Na parte que coube aos ministros da Primeira Turma do Supremo Tribunal Federal (STF), destaque especial para a didática de Alexandre de Moraes. Ao contrário do que se espera de um julgamento como esse, o relator do caso adotou uma linguagem mais próxima do cidadão, usando gráficos, dados sobre as condenações assinadas por ele no âmbito do 8 de Janeiro e, até mesmo, expressões mais populares, longe do tão reclamado "juridiquês". 

"Há uma narrativa, assim como se a Terra fosse plana, de que o Supremo estaria condenando 'velhinhas com a Bíblia na mão' que estariam passeando num domingo ensolarado (...) Nada mais mentiroso do que isso", disse Moraes ao introduzir sua argumentação em defesa do trabalho feito pela Corte para punir os participantes dos atos de 8 de Janeiro. A linguagem direta e simples é uma bola dentro do ministro, sobretudo em um julgamento de ampla repercussão popular. 

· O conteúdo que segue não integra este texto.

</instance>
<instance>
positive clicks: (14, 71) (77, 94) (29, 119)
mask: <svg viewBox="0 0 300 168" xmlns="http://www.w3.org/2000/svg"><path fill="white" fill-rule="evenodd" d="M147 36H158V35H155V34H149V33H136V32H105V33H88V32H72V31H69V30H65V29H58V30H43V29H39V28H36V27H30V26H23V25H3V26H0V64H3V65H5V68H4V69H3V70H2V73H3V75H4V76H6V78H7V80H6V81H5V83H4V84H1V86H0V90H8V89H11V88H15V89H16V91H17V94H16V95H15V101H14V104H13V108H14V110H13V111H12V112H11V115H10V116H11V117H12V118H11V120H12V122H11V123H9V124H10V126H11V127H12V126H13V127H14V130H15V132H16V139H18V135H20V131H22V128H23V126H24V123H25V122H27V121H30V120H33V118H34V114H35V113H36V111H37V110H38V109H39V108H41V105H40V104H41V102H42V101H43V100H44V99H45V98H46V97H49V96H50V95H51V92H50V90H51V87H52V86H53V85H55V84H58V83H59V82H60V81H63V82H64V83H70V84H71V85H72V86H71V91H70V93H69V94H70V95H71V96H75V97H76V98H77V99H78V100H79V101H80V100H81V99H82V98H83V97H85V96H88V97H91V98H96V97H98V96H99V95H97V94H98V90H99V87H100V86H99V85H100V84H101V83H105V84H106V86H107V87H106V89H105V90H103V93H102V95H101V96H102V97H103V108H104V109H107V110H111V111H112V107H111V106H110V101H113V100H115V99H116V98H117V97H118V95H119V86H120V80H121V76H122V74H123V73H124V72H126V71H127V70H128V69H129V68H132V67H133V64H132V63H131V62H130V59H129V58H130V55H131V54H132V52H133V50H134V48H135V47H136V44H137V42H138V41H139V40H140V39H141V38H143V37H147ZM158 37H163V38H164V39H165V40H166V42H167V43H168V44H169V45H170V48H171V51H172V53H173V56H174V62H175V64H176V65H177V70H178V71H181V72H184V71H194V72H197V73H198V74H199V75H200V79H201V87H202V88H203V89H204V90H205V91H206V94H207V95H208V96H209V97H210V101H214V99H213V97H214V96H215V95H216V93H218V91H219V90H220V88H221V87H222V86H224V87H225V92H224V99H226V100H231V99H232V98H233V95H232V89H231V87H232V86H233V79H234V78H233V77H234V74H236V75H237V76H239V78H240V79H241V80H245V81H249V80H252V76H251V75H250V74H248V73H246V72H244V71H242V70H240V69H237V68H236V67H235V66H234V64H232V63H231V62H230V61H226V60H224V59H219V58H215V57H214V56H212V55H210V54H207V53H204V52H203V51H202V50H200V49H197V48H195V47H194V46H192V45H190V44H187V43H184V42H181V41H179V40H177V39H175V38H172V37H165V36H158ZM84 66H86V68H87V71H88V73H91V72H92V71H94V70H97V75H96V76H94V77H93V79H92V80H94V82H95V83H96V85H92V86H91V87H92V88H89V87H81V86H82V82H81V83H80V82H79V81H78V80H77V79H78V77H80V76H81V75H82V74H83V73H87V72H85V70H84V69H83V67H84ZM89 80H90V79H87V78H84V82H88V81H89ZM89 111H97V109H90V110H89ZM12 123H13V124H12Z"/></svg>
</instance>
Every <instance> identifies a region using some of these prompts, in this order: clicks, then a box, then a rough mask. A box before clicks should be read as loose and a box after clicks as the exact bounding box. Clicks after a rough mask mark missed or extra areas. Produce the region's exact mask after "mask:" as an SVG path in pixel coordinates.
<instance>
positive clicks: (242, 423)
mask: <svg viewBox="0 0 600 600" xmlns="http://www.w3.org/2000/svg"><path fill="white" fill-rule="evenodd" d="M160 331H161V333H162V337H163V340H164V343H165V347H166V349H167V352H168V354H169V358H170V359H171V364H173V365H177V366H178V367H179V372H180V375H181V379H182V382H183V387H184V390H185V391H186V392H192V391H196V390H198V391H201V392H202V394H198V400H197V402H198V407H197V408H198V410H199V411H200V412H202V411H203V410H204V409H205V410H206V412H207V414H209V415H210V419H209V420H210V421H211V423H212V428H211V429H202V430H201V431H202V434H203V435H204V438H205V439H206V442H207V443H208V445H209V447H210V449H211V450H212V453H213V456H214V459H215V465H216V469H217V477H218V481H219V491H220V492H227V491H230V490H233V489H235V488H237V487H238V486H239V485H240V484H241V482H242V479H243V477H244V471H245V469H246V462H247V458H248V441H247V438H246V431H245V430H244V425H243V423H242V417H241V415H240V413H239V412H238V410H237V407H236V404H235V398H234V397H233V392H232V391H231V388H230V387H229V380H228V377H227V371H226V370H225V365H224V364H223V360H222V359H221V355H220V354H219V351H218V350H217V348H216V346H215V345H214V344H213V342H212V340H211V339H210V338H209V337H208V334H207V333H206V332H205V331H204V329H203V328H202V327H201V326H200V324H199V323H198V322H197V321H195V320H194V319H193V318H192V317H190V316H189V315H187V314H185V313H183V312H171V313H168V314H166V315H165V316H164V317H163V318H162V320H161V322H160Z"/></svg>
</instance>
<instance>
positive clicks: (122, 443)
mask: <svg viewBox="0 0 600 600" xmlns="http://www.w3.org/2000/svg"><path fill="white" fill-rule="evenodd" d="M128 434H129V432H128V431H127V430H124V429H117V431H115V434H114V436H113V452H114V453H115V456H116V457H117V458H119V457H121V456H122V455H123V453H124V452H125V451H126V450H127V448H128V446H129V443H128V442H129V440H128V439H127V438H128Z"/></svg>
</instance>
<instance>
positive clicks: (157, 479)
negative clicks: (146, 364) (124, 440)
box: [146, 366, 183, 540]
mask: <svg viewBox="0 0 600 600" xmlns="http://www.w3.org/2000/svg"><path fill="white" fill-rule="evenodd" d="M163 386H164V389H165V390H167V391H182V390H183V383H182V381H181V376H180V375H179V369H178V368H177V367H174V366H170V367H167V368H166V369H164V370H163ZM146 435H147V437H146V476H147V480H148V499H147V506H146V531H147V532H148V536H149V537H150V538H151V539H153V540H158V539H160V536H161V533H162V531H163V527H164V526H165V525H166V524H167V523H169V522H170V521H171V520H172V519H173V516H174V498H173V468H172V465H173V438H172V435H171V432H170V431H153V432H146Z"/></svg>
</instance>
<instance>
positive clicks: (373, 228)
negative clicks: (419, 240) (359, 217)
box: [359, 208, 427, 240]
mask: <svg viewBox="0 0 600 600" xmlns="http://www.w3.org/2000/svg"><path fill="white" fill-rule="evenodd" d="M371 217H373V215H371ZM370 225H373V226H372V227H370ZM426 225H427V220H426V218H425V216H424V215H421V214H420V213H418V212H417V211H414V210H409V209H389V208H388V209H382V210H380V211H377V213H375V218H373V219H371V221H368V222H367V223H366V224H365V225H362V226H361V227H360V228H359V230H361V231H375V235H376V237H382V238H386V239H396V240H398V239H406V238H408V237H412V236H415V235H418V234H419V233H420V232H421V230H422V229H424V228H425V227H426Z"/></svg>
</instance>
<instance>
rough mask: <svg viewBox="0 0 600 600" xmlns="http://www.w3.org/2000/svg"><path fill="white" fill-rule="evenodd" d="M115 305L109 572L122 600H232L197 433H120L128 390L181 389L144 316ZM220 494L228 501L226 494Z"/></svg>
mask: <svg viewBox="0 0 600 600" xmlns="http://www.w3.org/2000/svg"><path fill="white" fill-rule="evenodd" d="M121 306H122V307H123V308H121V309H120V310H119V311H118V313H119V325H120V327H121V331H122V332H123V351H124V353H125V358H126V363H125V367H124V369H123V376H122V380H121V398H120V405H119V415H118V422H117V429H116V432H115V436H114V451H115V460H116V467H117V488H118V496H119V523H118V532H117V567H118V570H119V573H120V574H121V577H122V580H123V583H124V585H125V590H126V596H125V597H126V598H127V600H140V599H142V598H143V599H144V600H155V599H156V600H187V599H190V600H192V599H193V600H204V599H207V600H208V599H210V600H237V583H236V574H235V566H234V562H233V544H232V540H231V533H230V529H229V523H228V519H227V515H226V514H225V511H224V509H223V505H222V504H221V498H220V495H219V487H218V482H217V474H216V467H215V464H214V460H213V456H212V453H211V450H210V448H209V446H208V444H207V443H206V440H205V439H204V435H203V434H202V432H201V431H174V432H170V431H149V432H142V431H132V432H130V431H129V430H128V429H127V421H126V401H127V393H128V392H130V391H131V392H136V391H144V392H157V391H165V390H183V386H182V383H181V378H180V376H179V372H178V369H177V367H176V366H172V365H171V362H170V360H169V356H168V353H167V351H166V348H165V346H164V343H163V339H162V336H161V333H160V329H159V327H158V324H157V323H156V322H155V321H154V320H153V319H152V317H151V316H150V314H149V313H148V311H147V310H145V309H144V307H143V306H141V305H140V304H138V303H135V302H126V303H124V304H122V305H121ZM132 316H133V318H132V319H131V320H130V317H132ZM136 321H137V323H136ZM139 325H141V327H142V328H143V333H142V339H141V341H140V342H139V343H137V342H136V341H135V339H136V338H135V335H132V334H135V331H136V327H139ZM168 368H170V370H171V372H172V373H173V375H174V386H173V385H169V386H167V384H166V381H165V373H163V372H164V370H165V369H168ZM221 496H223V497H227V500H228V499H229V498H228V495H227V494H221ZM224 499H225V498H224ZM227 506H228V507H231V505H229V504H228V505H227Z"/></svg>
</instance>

Postura semelhante adotou o ministro Flávio Dino — esse já conhecido pela habilidade discursiva — ao dizer que a Corte não terá seu trabalho comprometido por "milícias digitais, sejam as nacionais, sejam strangeiras, porque o Brasil é um país soberano". O recado tem destinatário claro: o bilionário Elon Musk, dono do X (antigo Twitter) e integrante do governo de Donald Trump, que trava uma longa batalha discursiva e judicial com o STF.

A escolha do Supremo por um vocabulário mais próximo da realidade, sem os termos jurídicos pouco inteligíveis à sociedade, vem em boa hora, sobretudo em se tratando de um processo polêmico — com críticas, inclusive, à forma como tem sido conduzido — e de um período de pouca confiabilidade nas instituições — incluindo as que fazem parte do Judiciário.

Cidadãos capturados pelas "milícias digitais" citadas por Dino e descrentes da seriedade esperada de agentes públicos tendem ao extremismo que tanto ataca a nossa democracia. Espera-se, portanto, que o abandono do "juridiquês" se expanda para além de casos de ampla repercussão. Comunicar é algo ainda mais fundamental em tempos de fake news e de ameaças às liberdades.